4. The control device for a compressor according to any one of the first to third aspects. 6. The operating mode according to the number of the commodity rooms to be cooled, the number of operating evaporators,
The stop time of the inverter compressor, the ambient temperature outside the vending machine, the temperature of the outer surface of the vending machine, the temperature of the suction air sucked into the condenser, and at least one of season information. The control device for a compressor according to claim 4, wherein the control device is set based on the control information. 7. A method of controlling a compressor in a vending machine including a cooling unit having at least an evaporator, a condenser, an expansion mechanism, and a compressor, and a controller for controlling the cooling unit, wherein the compressor is An inverter compressor, wherein the controller changes the rotation speed commanded to the inverter compressor according to a predetermined change pattern and outputs the rotation speed in accordance with the elapse of time from the start of the inverter compressor. A method for controlling a compressor, comprising: commanding the output rotation speed to the inverter compressor. 8. A temperature inside the refrigerator of the vending machine and / or a temperature gradient of the temperature inside the refrigerator with respect to the elapsed time is detected, and the detected temperature inside the refrigerator and / or the temperature gradient is set in advance. When the value is out of the range, a corresponding change pattern is selected from a plurality of different types of change patterns prepared in advance, and the number of revolutions changed according to the selected change pattern is output. The method for controlling a compressor according to claim 7, wherein 9. The change pattern includes an operation mode corresponding to the number of the commodity rooms to be cooled, a number of evaporators being operated, a stop time of the inverter compressor, and an ambient temperature outside the vending machine. The temperature of the outer surface of the vending machine,
9. The control method for a compressor according to claim 7, wherein the control method is set based on at least one of a temperature of intake air sucked into the condenser and season information. 10. An initial rotation speed of the inverter compressor until a predetermined elapsed time from the start of the start of the inverter compressor or until a predetermined elapsed time after the number of operating evaporators changes. 10. The method for controlling a compressor according to any one of claims 7 to 9, wherein 11. The operation of the evaporator from the start of the operation of the inverter compressor until the temperature in the refrigerator of the vending machine or the temperature of a product stored in the vending machine reaches a predetermined temperature, or Commanding an initial rotation speed to the inverter compressor until the internal temperature of the vending machine or the temperature of the product stored in the vending machine reaches a predetermined temperature after the number changes.
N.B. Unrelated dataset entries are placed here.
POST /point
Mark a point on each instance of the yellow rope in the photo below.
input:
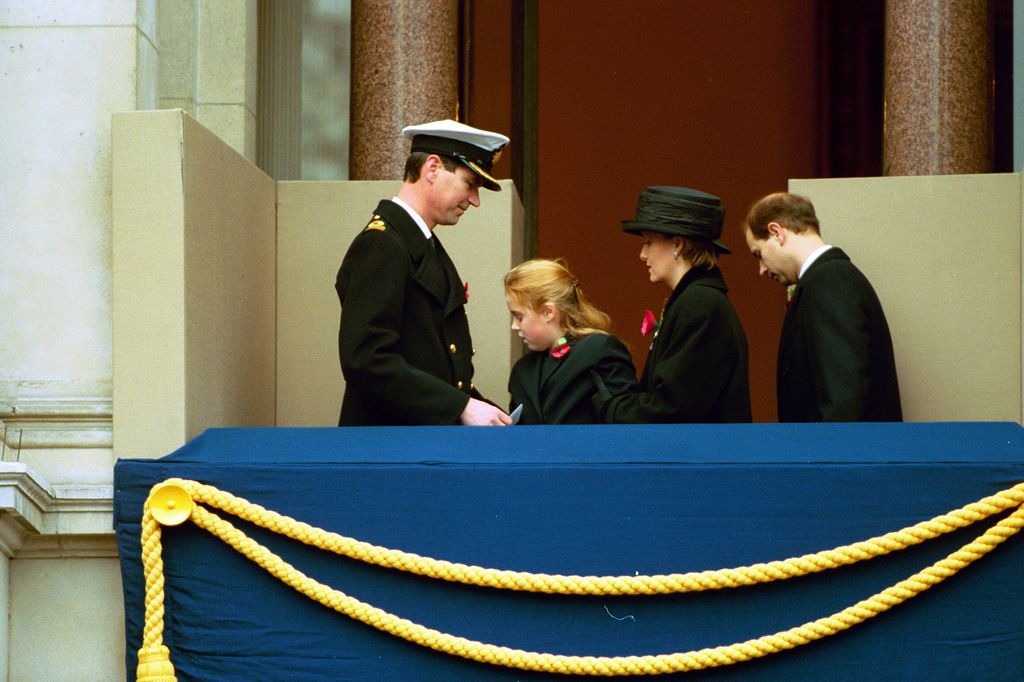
(648, 665)
(154, 657)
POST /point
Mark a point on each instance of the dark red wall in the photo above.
(715, 95)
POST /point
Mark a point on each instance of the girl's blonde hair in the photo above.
(541, 281)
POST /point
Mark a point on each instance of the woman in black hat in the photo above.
(696, 370)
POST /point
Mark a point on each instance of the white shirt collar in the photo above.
(415, 216)
(813, 257)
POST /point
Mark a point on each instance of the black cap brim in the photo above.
(634, 227)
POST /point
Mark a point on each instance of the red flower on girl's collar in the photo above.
(560, 348)
(649, 324)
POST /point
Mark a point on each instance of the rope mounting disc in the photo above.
(170, 504)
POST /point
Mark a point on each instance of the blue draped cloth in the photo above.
(587, 500)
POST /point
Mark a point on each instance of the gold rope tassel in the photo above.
(154, 657)
(648, 665)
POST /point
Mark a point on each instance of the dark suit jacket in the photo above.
(696, 370)
(559, 390)
(403, 340)
(836, 355)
The method for controlling a compressor according to any one of claims 7 to 9, wherein: 12. The initial rotation speed includes an operation mode corresponding to the number of the commodity rooms to be cooled, the number of operating evaporators, a stop time of the inverter compressor, and an atmosphere outside the vending machine. Temperature, the temperature of the outer surface of the vending machine,
The compressor control method according to claim 10 or 11, wherein the control method is set based on at least one of a temperature of intake air sucked into the condenser and season information.